Für den Fall Ulrich ist interessant, dass die Konjunktur in Deutschland und Italien sich auch nach 2005 noch im selben Muster bewegt, wenn auch Italiens Dynamik hinter die Deutschlands zurückfällt. Bis zum 3. Quartal 2011.

Erst seitdem hat sich die Entwicklung der italienischen Wirtschaftsleistung geradezu abrupt von der deutschen nach unten abgesetzt. Just 2011 hat Italien gewissermaßen begonnen, der deutschen Agenda 2010 nachzueifern. Die Arbeitnehmerentgelte im öffentlichen Dienst sind nicht nur real, sondern nominal gesunken. So auch die nicht-geldlichen Sozialleistungen. Die realen Staatsausgaben haben bereits 2010 begonnen zu sinken und wurden in den Folgejahren weiter gekürzt. Die realen Staatseinnahmen durch indirekte Steuern (Mehrwertsteuer) begannen wiederum 2010 zu steigen. Eine Entwicklung, die in den Folgejahren anhielt und die Massenkaufkraft und damit die Binnennachfrage zusätzlich belastet hat. Die realen Staatseinnahmen durch direkte Steuern auf Einkommen und Vermögen sanken indes 2011 und 2013. Die Zuwachsrate der realen Inlandsnachfrage, die – wie die Zuwachsrate des realen Bruttoinlandsprodukts insgesamt – 2010 bereits wieder im Plus lag, wurde 2011 und in den Folgejahren wieder negativ.

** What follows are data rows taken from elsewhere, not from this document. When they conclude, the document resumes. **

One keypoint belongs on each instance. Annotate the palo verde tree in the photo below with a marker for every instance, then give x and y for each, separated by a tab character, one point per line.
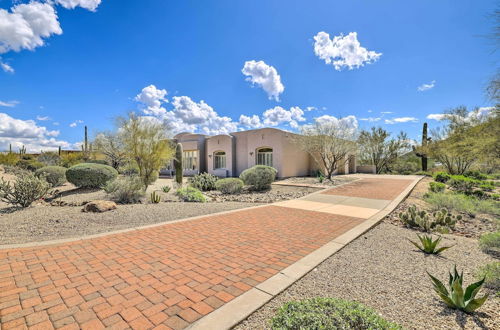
146	144
376	147
329	142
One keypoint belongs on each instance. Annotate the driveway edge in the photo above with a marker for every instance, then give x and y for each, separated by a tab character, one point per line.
238	309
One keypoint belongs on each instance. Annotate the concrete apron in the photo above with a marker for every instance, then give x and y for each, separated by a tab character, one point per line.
238	309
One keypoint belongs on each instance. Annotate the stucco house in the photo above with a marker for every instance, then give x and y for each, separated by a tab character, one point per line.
229	155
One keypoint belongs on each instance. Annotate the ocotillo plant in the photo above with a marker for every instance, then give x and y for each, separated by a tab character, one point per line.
178	164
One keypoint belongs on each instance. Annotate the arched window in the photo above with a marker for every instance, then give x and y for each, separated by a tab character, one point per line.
265	156
219	160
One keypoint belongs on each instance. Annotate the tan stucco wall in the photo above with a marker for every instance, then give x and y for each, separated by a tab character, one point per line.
220	143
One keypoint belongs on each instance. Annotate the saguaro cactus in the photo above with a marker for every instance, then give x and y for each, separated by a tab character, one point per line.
178	164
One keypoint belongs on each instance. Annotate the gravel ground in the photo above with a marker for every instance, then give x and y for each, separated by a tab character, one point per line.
381	269
42	222
468	226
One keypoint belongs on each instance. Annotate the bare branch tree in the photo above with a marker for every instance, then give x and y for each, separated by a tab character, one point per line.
329	143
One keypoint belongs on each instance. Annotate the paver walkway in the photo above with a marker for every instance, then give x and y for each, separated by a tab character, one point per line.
171	275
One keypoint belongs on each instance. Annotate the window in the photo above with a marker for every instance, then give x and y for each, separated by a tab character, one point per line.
219	160
190	160
265	156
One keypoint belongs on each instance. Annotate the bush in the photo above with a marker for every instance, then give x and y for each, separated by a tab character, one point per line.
442	177
190	194
259	177
24	191
462	203
203	181
229	185
49	158
463	184
477	175
10	159
490	242
91	175
125	190
29	164
491	273
328	313
55	175
437	186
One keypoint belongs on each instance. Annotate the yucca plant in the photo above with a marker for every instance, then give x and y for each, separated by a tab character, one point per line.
429	245
457	298
155	198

Das ist das Ergebnis der von Ulrich vergötterten “Reformen”. Nicht nur der in Italien, sondern auch der in Deutschland. Denn offensichtlich steht Italien durch die vorausgegangenen “Reformen” in Deutschland unter Wettbewerbsdruck und unter dem Druck mangelnder Inlandsnachfrage aus Deutschland. Beides dürfte dazu beigetragen haben, dass Deutschland mehr an Italien verkauft (exportiert), als von dort einkauft (importiert).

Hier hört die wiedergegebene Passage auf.